25 08 25

Theweleit, La possibilité d’une vie non-fasciste

L’élan est venu, poli­ti­que­ment, en 1967, des langues du mar­xisme, de la langue de la psy­cha­na­lyse en train de se publi­ci­ser, des langues d’un inter­na­tio­na­lisme en voie de déve­lop­pe­ment qui se reliaient aux modes d’expression du ciné­ma et aux langues de la pop culture. Une nou­velle façon de par­ler d’une inso­lence sexua­li­sée dans son ensemble en sor­tit, qui répli­quait aux exi­gences de la « socié­té domi­nante », à chaque argu­ment ou non-argu­ment adverse, que la vie était ici et main­te­nant, que le savoir était ce qu’on avait soi-même, et qu’on se fichait du reste.
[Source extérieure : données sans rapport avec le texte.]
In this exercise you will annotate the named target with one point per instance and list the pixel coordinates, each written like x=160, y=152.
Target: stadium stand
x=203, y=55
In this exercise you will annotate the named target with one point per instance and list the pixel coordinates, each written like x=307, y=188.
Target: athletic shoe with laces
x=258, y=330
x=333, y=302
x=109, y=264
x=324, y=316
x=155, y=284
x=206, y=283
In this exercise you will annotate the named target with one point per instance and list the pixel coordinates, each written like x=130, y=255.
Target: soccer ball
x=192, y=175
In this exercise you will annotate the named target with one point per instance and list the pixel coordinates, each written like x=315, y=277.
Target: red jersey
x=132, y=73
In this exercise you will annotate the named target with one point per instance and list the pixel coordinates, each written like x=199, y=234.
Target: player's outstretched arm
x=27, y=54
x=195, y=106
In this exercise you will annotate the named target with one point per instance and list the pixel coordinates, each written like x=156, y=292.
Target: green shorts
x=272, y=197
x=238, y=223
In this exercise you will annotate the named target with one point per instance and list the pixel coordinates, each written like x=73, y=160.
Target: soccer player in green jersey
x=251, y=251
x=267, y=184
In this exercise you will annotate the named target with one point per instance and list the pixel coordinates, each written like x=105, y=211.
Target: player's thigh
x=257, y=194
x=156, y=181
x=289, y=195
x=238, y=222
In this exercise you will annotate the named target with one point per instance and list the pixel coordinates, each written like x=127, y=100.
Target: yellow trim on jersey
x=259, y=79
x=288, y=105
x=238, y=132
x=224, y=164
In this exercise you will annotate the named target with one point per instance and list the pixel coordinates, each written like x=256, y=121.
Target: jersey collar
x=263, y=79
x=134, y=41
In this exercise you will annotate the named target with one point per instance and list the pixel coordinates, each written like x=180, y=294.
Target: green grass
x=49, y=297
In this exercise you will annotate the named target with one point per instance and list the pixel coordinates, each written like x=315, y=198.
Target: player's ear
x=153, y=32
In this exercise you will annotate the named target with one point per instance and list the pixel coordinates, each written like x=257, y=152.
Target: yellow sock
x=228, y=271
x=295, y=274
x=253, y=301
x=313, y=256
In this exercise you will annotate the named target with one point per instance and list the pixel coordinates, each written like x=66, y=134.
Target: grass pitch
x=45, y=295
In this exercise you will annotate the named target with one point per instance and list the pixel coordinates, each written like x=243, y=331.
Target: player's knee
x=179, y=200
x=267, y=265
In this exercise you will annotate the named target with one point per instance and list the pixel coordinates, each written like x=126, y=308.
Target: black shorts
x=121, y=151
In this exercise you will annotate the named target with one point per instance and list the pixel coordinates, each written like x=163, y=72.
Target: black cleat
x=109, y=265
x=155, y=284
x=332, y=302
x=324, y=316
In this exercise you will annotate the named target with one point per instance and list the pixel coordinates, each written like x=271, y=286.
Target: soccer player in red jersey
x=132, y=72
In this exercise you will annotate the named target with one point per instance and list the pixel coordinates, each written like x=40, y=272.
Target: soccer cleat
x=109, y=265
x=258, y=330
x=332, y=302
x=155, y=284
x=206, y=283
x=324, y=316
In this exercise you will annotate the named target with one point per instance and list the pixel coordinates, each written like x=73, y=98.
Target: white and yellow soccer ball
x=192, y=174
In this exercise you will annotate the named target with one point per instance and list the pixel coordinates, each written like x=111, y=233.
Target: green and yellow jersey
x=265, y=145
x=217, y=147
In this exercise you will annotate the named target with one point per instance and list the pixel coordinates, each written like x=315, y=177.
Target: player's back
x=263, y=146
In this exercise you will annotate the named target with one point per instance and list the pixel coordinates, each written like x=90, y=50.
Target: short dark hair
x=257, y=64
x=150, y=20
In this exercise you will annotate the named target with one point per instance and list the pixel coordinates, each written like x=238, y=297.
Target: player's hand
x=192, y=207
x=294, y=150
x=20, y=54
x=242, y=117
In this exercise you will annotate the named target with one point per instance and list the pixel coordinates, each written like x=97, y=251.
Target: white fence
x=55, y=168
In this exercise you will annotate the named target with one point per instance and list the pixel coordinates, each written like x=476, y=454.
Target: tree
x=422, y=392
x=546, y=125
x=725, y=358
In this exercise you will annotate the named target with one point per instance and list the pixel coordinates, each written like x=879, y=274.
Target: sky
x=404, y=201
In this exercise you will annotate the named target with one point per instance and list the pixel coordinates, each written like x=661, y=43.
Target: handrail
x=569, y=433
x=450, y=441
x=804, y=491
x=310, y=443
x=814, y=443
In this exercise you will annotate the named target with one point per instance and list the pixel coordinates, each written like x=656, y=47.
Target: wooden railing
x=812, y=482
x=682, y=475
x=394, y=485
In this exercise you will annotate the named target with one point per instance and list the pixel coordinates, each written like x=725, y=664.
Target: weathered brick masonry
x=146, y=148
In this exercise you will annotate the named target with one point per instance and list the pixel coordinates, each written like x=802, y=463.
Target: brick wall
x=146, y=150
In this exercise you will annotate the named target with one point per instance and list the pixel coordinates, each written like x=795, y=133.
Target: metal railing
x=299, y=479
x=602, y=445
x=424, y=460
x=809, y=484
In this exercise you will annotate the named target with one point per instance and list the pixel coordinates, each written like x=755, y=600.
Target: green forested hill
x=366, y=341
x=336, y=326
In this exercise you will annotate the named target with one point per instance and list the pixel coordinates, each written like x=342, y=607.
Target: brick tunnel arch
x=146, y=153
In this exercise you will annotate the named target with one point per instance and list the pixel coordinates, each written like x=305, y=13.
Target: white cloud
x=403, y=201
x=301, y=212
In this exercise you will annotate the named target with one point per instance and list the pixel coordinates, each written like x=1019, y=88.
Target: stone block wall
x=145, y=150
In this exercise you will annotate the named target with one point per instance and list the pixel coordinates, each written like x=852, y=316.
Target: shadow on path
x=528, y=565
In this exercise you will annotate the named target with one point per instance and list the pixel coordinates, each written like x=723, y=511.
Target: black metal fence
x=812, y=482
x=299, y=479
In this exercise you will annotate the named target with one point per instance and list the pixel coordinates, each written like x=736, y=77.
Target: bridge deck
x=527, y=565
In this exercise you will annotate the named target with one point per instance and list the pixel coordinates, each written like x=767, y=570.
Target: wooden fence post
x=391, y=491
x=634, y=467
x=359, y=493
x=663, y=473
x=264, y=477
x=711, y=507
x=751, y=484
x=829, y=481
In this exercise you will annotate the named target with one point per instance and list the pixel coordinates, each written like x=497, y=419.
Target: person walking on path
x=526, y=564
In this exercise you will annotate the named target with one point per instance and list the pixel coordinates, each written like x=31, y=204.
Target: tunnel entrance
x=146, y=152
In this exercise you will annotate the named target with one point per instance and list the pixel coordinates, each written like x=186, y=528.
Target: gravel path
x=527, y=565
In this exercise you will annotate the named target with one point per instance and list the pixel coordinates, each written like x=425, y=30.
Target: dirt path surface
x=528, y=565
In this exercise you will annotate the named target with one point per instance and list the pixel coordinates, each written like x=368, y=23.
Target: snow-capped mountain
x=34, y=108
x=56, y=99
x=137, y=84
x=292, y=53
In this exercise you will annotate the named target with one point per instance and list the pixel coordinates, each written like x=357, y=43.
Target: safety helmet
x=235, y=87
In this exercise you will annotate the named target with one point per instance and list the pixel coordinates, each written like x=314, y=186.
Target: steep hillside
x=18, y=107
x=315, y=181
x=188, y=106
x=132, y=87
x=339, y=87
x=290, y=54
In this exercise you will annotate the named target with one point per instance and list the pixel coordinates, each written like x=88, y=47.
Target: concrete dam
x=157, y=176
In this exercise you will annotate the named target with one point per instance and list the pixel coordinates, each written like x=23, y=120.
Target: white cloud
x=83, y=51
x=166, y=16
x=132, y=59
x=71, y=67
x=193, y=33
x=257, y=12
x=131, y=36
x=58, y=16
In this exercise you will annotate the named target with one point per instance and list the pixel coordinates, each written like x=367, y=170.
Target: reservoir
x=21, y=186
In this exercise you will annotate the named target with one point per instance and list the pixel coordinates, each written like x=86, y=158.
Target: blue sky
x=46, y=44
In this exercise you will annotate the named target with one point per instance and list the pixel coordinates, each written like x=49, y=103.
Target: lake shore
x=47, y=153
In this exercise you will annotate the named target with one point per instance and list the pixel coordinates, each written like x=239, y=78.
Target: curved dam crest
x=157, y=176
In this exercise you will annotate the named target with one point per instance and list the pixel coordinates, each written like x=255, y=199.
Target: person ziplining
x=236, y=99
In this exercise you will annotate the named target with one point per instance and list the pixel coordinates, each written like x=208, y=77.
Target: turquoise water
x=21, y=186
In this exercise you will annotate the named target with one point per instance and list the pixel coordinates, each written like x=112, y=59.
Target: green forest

De nom­breuses autres langues se sont mélan­gées, de tous les coins et recoins ima­gi­nables, de 1967 à 1970 : avec des bouts scien­ti­fiques, action­nistes, per­for­més, spon­ta­néistes extraits de la langue du mou­ve­ment ouvrier, des langues et façons de par­ler péda­go­giques, pédantes, viru­lentes, didac­tiques, eupho­riques, cabo­tines, magouilleuses, impi­toya­ble­ment ouvertes, auto­pro­mo­tion­nelles, para­noïaques, nar­cis­siques, relax, confuses, tou­chantes, reven­di­ca­tives, ali­men­tées par des notes d’amour. On peut éti­rer la série, dans plein de direc­tions, et c’est jus­te­ment là que ça se passe : dans ce brou­ha­ha de tout ce qui avait, comme d’un coup d’un seul, réus­si à deve­nir public, il y avait pour la pre­mière fois (et tel qu’il appa­rais­sait, pas juste « pour moi ») quelque chose comme la pos­si­bi­li­té d’une connexion de son propre par­ler avec un espace public, avec un nou­veau type de réa­li­té s’imposant publi­que­ment, connexion aupa­ra­vant seule­ment pos­tu­lée, pres­sen­tie, vou­lue, labo­rieu­se­ment construite dans des dis­cus­sions de bars.